INHUMAN—PART 8: EAR GATES, MIND GATES, NIGHTMARES, INCEPTION

Infographic: The Digital Life of American Teens | Statista
With the advent of cell phones, iPods, iPads, and other “personal devices,” the ear-gates (that Sue Bradley discussed in the last entry) of an entire generation have been dangerously compromised. In addition to the obvious physical risks that associate cell phone use and texting while driving, effects have been measured on teenage language abilities and a markedly increased incidence of tinnitus, a chronic “ringing-in-the-ears.”
A recent ChildWise study found that one in four children under the age of eight had a mobile phone, a figure which increased to 89 percent by the time the child reaches eleven years.
“Teenagers: A Generation Unplugged” is a 2008 study which determined that four out of five teens carry a wireless device and found that their cell phones rank second, only to clothing, in communicating personal social status and popularity, “outranking jewelry, watches and shoes.” Additionally, over half (52 percent) view cell phones as a form of entertainment and 80 percent feel that a cell phone provides a sense of security while 36 percent dislike the idea of others knowing their exact location.
While a Who [World Health Organization] study determined that a cell phone-cancer link is inconclusive, the UN [United Nations] did acknowledge that the 2010 examination of thirteen thousand participants found up to 40 percent higher incidence of glioma, a cancerous brain tumor, among the 10 percent that used the mobile phone most. While there is near-unanimous agreement within the scientific community that it is simply too early to accurately project damage caused by radiation, even the most modest estimates acknowledge minimal consequences, the estimated 4.6 billion cell phone users “appear prepared to take the risk” without “firm assurances” that they are safe.[i]
As dire as these incidences for physical damage appear, the psychological and spiritual implications are the significantly more profound—and sinister.
“Thought reading” has come of age. First published in January 2009, cbs revealed technology conducted at Carnegie Mellon University that makes it possible to see what is happening within the brain while people are thinking. Using specialized magnetic resonance, neuro-activity can be recorded by analyzing brain activity.[ii]

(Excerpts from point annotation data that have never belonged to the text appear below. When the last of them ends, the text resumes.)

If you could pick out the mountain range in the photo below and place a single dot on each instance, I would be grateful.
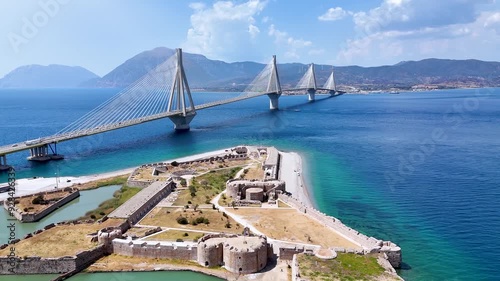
(51, 76)
(207, 74)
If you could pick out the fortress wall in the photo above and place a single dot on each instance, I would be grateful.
(38, 265)
(155, 249)
(140, 204)
(210, 255)
(369, 244)
(140, 184)
(240, 186)
(245, 262)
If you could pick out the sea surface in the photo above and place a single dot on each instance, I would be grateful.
(419, 169)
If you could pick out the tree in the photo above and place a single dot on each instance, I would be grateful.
(182, 220)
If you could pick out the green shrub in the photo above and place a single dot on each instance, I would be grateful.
(182, 220)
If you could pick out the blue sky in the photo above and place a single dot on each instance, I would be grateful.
(100, 35)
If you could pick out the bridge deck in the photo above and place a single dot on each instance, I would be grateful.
(20, 146)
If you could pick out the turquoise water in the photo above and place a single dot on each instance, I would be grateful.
(122, 276)
(373, 161)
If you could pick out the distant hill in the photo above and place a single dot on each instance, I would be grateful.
(440, 73)
(201, 72)
(204, 73)
(51, 76)
(218, 75)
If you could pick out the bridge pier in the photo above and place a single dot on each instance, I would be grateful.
(3, 163)
(41, 153)
(311, 94)
(181, 122)
(274, 101)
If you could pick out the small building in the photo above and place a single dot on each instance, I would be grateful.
(255, 193)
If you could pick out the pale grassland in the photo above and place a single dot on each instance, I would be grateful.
(167, 217)
(291, 225)
(65, 240)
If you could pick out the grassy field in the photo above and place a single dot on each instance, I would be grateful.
(345, 267)
(255, 172)
(106, 207)
(277, 224)
(205, 187)
(118, 180)
(59, 241)
(167, 217)
(174, 235)
(115, 262)
(122, 263)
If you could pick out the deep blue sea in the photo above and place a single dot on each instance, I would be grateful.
(419, 169)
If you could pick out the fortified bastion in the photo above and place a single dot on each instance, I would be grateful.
(237, 253)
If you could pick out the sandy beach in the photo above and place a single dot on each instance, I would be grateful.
(31, 185)
(291, 172)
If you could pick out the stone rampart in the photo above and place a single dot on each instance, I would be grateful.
(140, 204)
(32, 217)
(238, 188)
(38, 265)
(369, 244)
(237, 253)
(150, 249)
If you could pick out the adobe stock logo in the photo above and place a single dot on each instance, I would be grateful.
(31, 26)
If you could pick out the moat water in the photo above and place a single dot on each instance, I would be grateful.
(419, 169)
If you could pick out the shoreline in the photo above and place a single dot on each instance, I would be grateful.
(26, 186)
(291, 171)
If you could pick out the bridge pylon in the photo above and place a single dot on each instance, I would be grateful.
(331, 85)
(311, 89)
(274, 87)
(177, 99)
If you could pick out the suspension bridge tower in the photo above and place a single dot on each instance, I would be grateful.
(177, 101)
(274, 86)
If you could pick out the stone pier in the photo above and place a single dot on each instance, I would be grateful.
(3, 163)
(42, 153)
(311, 94)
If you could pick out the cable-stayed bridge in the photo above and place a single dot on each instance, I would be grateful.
(161, 93)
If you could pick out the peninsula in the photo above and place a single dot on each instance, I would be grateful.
(239, 213)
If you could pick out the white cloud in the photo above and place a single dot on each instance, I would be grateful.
(413, 14)
(223, 29)
(253, 30)
(290, 44)
(460, 40)
(197, 6)
(316, 52)
(333, 14)
(492, 21)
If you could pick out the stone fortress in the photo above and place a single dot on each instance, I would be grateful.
(237, 253)
(240, 254)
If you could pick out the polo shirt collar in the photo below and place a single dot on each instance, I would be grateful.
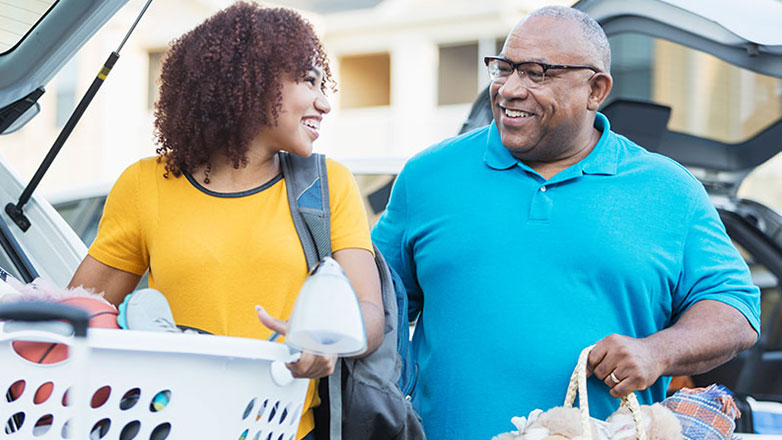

While mainstream media carefully smudges the science fiction-actual science line, both government and private research groups charge the fields of neuro-fingerprinting, neuro-databases, and abject control neuro-control.
Following the Human Genome Project’s mapping of human dna, the Human Brain Project, hpb, was launched. The international research group hopes to provide a “blueprint of normal brain activity” to the goal of understanding brain function for improved health care, but inherent in the study is the very real possibility of threatening autonomous and unrestricted thought. If in 2002 the bbc was touting wireless sensors that record and generate brain waves and anatomical functions remotely,[iii] and in 2008, Scientific American reported that scientists can “selectively control brain function by transcranial magnetic stimulation (tms)” via the pulsing of powerful electromagnetic fields into the brain or a subject’s brain circuits,[iv] what might be a more current—and sinister—application?
UNBOUNDED EVIL
A study published in the Proceedings of the National Academy of Sciences reported that electromagnetic currents directed at the right temperoparieto junction (tpj), located just above and behind the right ear (the same location mentioned above from Exodus 29:20 where the priests were to be anointed that they might hear from God), can impair a person’s ability to make moral judgments by inducing a current which disrupts this region of the brain.

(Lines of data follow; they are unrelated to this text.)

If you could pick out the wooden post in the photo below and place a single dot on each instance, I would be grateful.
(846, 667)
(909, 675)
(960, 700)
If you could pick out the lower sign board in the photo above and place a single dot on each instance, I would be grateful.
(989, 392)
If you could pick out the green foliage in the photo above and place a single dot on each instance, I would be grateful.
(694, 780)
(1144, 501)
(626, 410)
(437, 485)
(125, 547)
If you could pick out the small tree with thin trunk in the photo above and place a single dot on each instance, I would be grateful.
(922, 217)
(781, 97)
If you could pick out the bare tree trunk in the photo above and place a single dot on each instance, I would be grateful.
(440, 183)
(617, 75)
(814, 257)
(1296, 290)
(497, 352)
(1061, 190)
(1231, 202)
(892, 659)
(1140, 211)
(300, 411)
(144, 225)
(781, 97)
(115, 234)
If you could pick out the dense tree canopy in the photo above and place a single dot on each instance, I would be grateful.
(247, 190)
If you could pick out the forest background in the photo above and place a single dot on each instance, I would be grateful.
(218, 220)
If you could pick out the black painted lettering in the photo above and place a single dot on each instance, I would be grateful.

By producing “striking evidence” that the right tpj is “critical for making moral judgments,” the lead author, Liane Young, also noted that “under normal circumstances, people are very confident and consistent in these kinds of moral judgments.” The researchers believe that transmagnetic stimulation, tms, interfered with the subject’s ability to interpret the intentions of others, suggesting that they are believed to be “morally blameworthy.”[v] Subsequent publications have proposed an interest by the U.S. military to use transmagnetic stimulation to enhance soldiers’ battle duration by reducing the need to stop for sleep.[vi]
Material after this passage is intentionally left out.